The production, unsurprisingly, drew international interest and more than a few bewildered, fairly scathing reviews (this paper described it as having “the rancid smell of clickbait”). Did Malkovich, who notes he met Weinstein “several times in Cannes” but “knew nothing about his personal life”, expect it to be so polarising? “It’s an issue which obviously has affected a lot of women,” he says, after an especially lengthy pause. “It’s very emotional, very upsetting and it should never be the case at any time in work, that somebody’s [career] is dependent on their dispensing sexual favours. It’s insane.”
He pauses again. “But a woman I know came to see the play and had an interesting thing to say about it. She said, ‘In a PC culture, you can no longer laugh about serious things.’ I think that’s pretty accurate and I think it’s unfortunate. I think some people disliked it as an idea. And of course people loved that it was quite often, apparently, badly reviewed.”

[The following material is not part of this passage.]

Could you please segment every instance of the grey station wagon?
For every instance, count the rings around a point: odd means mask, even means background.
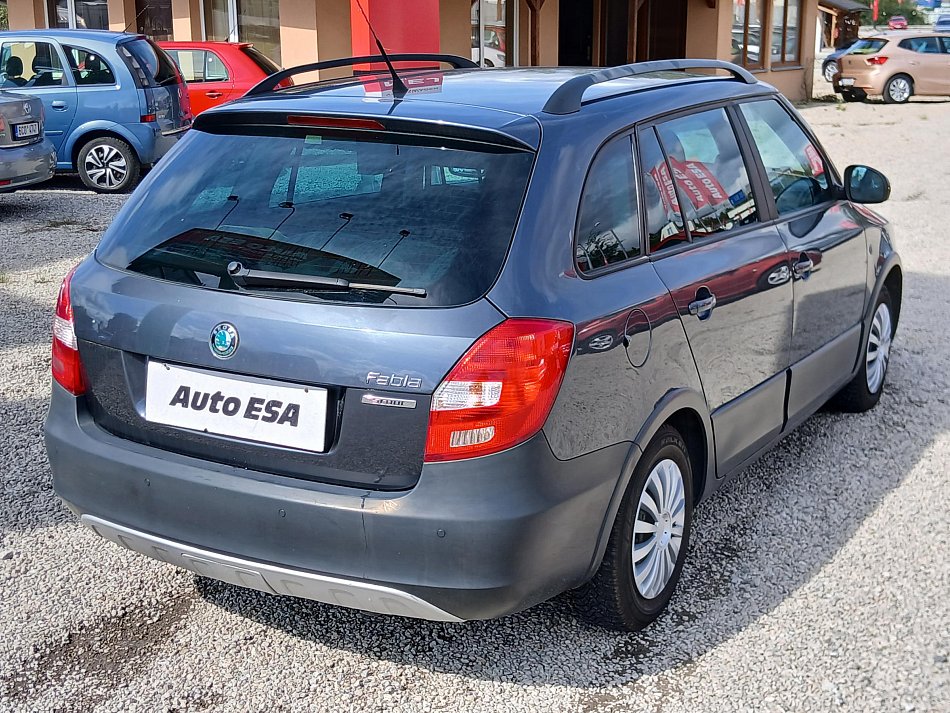
[[[721,62],[393,59],[201,114],[66,278],[56,491],[264,592],[642,628],[698,503],[880,398],[887,180]]]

He has, he says, “no regrets whatsoever” about taking the role. And, asked how he thinks the #MeToo movement has altered the atmosphere on film and TV sets, he shrewdly observes that his is not the correct perspective. “You’d have to ask women,” he says, as a publicist’s knock at the door signals the end of our allotted time. “I hope that it’s better [but] it was not the kind of thing that I did really. It’s so related to power which is not really my thing.”
This last point seems central to Malkovich’s enduring appeal; though his characters often have a Machiavellian streak he is, in real life, a man mostly immune to status; a generous, workaholic, double Oscar nominee with a Zen-like calm who has been known to practise embroidery between takes.
After a final discussion about how The New Pope may be received by the Vatican (“I would imagine Jude Law playing the Pope would have made it well-watched in certain circles,” he says, with another wry smile) he is up, whispering a farewell and ready for an audience with another journalist; humble, strange and, yes, perhaps more than a little bit papal.